Read iBoy Online

Authors: Kevin Brooks

iBoy

The formula for calculating the velocity of a falling object from a given height is: v =
, where v = velocity, a = acceleration (9.81 m/s2), and d = distance.

 

The mobile phone that shattered my skull was a 32GB iPhone 3GS. It weighed 4.8 oz, measured 4.5 in x 2.4 in x 0.48 in, and at the time of impact it was traveling at approximately 77 mph. Of course, I didn’t know any of this at the time. All I knew at the time, the only thing I was vaguely aware of, was a small black object hurtling down through the afternoon sky toward me, and then . . .

CRACK!

A momentary flash of blinding pain . . .

And then nothing.

 

Twenty minutes earlier, everything had been perfectly normal. It was Friday, 5 March, and the streets were still mushy with the remains of last week’s snow. I’d left school at the usual time, just gone three thirty, and I’d started the walk back home feeling pretty much the same as I always felt. Kind of OK, but not great. Alone, but not lonely. A bit down about things, but not really worried about anything in particular. I was just my perfectly normal ordinary self: I was Tom Harvey, a sixteen-year-old kid from South London. I had no major problems, no secrets, no terrors, no vices, no nightmares, no special talents . . . I had no story to tell. I was just a kid, that’s all. I had my hopes and dreams, of course, just like everyone else. But that’s all they were — hopes and dreams.

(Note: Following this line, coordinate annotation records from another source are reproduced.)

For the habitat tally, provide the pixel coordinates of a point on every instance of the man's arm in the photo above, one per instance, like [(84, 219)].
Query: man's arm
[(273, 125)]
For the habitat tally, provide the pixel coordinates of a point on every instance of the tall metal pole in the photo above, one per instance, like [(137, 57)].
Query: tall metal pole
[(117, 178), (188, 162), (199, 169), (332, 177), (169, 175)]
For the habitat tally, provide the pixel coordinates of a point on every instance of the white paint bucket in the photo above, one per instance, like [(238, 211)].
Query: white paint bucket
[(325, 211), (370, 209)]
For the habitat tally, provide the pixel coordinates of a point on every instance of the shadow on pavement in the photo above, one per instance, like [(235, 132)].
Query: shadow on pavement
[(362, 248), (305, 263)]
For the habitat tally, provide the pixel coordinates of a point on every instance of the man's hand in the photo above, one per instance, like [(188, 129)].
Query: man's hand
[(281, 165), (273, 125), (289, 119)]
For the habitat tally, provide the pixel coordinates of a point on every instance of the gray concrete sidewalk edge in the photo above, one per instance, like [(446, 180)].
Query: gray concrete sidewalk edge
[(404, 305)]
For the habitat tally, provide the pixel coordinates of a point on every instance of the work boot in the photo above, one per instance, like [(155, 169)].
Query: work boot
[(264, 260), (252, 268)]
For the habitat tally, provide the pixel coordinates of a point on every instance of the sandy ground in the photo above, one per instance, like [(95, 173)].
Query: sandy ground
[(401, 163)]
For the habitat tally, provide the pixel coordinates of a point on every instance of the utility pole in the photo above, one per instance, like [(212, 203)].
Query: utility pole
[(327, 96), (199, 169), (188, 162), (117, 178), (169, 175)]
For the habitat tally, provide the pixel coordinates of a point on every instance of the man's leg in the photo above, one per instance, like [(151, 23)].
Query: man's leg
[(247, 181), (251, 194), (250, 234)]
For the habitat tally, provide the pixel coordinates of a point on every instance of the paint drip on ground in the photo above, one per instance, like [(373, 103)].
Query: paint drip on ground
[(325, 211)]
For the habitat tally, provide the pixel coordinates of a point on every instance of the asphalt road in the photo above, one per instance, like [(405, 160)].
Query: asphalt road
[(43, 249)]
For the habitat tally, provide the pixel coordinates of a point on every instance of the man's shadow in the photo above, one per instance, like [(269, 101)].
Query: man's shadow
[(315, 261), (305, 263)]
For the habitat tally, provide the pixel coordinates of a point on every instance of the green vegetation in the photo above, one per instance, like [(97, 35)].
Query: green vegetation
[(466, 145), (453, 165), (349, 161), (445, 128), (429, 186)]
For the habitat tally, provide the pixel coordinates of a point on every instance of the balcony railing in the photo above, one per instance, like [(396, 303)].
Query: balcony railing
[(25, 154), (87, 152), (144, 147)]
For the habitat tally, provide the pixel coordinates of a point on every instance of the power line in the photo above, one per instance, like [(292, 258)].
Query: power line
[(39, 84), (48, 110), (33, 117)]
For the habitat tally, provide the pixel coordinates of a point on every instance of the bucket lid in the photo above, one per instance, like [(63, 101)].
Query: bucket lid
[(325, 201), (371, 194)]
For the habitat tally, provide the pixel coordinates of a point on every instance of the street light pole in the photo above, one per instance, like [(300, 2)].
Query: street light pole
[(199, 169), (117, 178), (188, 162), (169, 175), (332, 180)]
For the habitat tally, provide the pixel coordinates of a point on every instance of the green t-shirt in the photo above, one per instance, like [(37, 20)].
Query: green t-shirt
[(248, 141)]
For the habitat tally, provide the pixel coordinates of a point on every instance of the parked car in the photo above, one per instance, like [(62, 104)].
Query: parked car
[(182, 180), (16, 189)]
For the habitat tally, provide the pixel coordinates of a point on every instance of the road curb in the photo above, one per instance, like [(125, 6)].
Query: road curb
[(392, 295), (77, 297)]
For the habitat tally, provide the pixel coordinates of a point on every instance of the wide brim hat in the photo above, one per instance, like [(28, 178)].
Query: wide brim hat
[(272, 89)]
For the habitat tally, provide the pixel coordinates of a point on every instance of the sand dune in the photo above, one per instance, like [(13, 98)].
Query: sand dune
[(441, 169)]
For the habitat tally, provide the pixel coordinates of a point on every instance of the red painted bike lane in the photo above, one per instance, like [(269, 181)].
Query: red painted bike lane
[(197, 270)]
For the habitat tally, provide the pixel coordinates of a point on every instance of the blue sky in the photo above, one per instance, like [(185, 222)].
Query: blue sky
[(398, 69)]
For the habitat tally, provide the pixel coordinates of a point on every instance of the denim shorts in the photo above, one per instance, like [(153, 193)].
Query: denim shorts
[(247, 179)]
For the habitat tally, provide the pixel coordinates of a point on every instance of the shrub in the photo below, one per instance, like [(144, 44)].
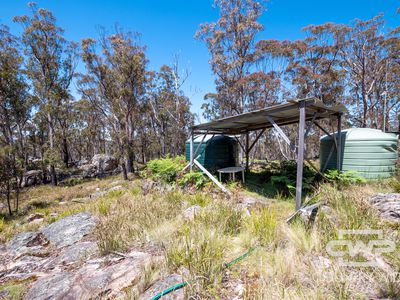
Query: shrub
[(196, 179), (285, 179), (2, 224), (165, 169), (263, 225), (344, 178), (201, 251), (72, 181)]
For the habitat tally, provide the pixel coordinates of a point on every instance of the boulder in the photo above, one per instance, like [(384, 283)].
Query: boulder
[(88, 170), (160, 285), (248, 204), (94, 280), (191, 212), (32, 177), (69, 230), (104, 163), (388, 205), (34, 216), (51, 287), (27, 242), (74, 254)]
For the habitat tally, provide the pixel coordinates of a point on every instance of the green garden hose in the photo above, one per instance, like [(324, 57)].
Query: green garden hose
[(183, 283)]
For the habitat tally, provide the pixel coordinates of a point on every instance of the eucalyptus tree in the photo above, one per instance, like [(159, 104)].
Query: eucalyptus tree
[(15, 106), (115, 83), (365, 61), (230, 42), (51, 61)]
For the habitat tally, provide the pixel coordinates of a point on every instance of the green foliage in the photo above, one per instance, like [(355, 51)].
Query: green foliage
[(2, 224), (344, 178), (196, 179), (200, 250), (285, 180), (395, 184), (263, 225), (72, 181), (165, 169)]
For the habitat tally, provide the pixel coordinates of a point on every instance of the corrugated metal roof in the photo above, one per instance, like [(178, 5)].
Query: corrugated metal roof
[(282, 114)]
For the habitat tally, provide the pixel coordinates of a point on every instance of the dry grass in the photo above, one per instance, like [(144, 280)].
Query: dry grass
[(289, 262)]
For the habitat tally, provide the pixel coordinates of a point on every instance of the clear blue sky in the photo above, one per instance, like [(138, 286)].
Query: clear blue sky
[(168, 27)]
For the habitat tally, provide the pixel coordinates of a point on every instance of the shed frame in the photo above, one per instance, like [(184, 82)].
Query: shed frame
[(297, 111)]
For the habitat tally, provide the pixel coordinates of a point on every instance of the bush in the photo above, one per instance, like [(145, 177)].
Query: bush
[(344, 178), (196, 179), (263, 225), (165, 169), (285, 180), (72, 181)]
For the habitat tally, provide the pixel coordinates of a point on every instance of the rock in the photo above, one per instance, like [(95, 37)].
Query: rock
[(24, 265), (35, 216), (248, 204), (191, 212), (93, 280), (51, 287), (147, 186), (74, 253), (69, 230), (160, 285), (32, 177), (104, 163), (5, 294), (82, 162), (88, 170), (115, 188), (388, 205), (27, 242), (308, 213), (97, 195), (329, 214)]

And I suppose one of those hopes, one of those dreams, was the girl I was thinking about as I made my way along the High Street, then down Crow Lane, toward the familiar gray sprawl of Crow Town, the projects where I lived (its official name is the Crow Lane Estate, but everyone calls it Crow Town).

The girl’s name was Lucy Walker.

I’d known Lucy for years, since we were both little kids and we used to live next door to each other. Her mum used to babysit for my gran sometimes, and my gran would babysit for her, and then later on, when we were both a bit older, me and Lucy used to spend a lot of time playing together — in each other’s flats, in the corridors, in the elevators, on the swings and stuff at the kids’ playground in the center of the projects. Lucy didn’t live next door to me anymore, but she was still in the same tower block (Compton House), just a few floors up, and I still knew her quite well. I’d see her at school sometimes, and occasionally we’d walk back home together, and every now and then I’d go round to her place and hang around for a while, or she’d come over to mine . . .

But we didn’t play on the swings together anymore.

And I kind of missed that.

I missed a lot about Lucy Walker.

So it’d been kind of nice when she’d come up to me in the school playground earlier that day and asked if I could come round to her place after school.

“I need to talk to you about something,” she’d said.

“OK,” I’d told her. “No problem . . . what time?”

“About four?”

“OK.”

“Thanks, Tom.”

And I’d been thinking about her ever since.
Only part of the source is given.